Alors cette ‘after party’ des agences de presse du monde entier doit prendre une ampleur formidable, il est hors de question de simplement écrire que ‘ici, au Japon’ on fait juste ce qu’on peut, ce qu’on doit. Ce serait revenir aux images bêtes de secouristes. Non ‘ici, au Japon’, le risque est toujours là, croissant, menaçant, revenez demain, ça sera pire !

Pourtant tous les scientifiques, spécialistes, chroniqueurs de merde le savent et le martellent, ce n’est pas un Chernobyl, on en est très très loin. Mais interrogés sur le fameux, le biblique ‘pire des scénarios’, hein, hein, hein ? Alors… Oui, le scientifique, loyal envers la vérité même déformée, acquiesce, le ‘pire des scénarios’ serait pire que Chernobyl sans avoir le temps de préciser : « comme toutes les catastrophes nucléaires ! ».

De la même façon on apprendra lors du prochain accident maritime que le ‘pire des scénarios’, pour ces derniers, dépasserait celui du Titanic. (On apprendra aussi que enfin, la presse ne nous bassine plus avec sa grammaire populaire et ses ‘scénarii’.)

Mais à ces médias, excusés par leur intérêt économique évident et qui transforment un deuil national en ‘feuilleton mondial’ (avec logo dans le coin de l’écran), voilà que s’ajoutent des institutions publiques internationales dites ‘nucléaires’. Elle se permettent elles aussi de commenter des informations vraies ou fausses, de sources publiques ou privées, vérifiées ou non, et donc d’ajouter à ce sensationnel médiatique le macaron ‘certifié expert’.

L’on voit même, et c’est cocasse, des chefs d’états, un seul en fait, celui dont le nom rime avec Kadhafi. On voit ce tout petit président, déjà raillé de par le monde, donner des leçons au gouvernement Japonais, à ses scientifiques, à ses médias, lui qui il n’y a pas deux mois observait impuissant son pays se noyer sous 10 centimètres de neige. Un autre, tout aussi critique du flux d’information, veut nous faire oublier qu’une crise nucléaire, avec fonte de réacteur celle-là, a frappé son pays bien avant Chernobyl et ce sans l’aide d’un Tsunami.

En fait, si l’on écoutait tous les discours disponibles dans notre langue, il faudrait que, comme nos civilisations débiles, les Japonais lèvent les bras et fuient, recourent à des ‘class action’ contre les ‘responsables’ de leur foulure de cheville, dénoncent un coupable avant même la conclusion de la crise et, enfin, contestent systématiquement les informations reçues sous pretexte qu’elles ne sont pas assez sensationnelles, dramatiques, apocalyptiques.

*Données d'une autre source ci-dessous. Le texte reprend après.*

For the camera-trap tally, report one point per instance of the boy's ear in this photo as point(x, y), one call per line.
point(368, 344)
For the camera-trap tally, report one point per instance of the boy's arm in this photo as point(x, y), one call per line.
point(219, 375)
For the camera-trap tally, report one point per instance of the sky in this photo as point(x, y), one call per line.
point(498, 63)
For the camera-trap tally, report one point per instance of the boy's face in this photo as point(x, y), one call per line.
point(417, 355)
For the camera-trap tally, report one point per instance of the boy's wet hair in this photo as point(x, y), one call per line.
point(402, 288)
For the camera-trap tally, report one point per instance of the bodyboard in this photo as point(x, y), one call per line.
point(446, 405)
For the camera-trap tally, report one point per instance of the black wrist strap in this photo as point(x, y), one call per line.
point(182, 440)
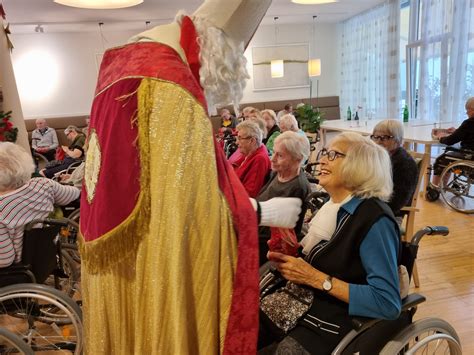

La communauté internationale, d’origine massivement chrétienne (on s’en mord les doigts mais c’est bien nos religions passées qui ont forgé nos moralités présentes), cette communauté ne comprend pas la réaction passive, retenue, de leurs homologues Japonais !

  • Ce sont eux les vraies victimes, et pourtant ils paniquent moins que Corinne et Jean-Claude, Paris 18e.
  • Ce sont eux les vraies victimes et ils ne cherchent même pas un ingénieur à pendre !
  • Ce sont eux les vraies victimes, et ils prefèrent pleurer leurs morts plutôt que de défiler contre le nucléaire.
  • Ce sont eux les vraies victimes, et ils s’en contentent.

Comme toujours l’occident, étouffé par une liberté si abordable qu’on la traite comme une ‘qualité de vie’, confond discipline avec soumission, réflexion avec inaction.

Bref, la piscine, finalement, était bien remplie, le courant sera certainement rétabli avant dimanche, on voit même Le Monde.fr encourager les internautes à rester inquiets sans évoquer l’apocalypse.

La crise touche à sa fin, la Bible, encore une fois, s’est trompé et on va pouvoir enfin écouter le fils Kadhafi.

On va pouvoir aussi juger notre civilisation blasée, digne des Romains au cirque qui, face à une tragédie mise en scène, se cachaient le visage en écartant bien les doigts.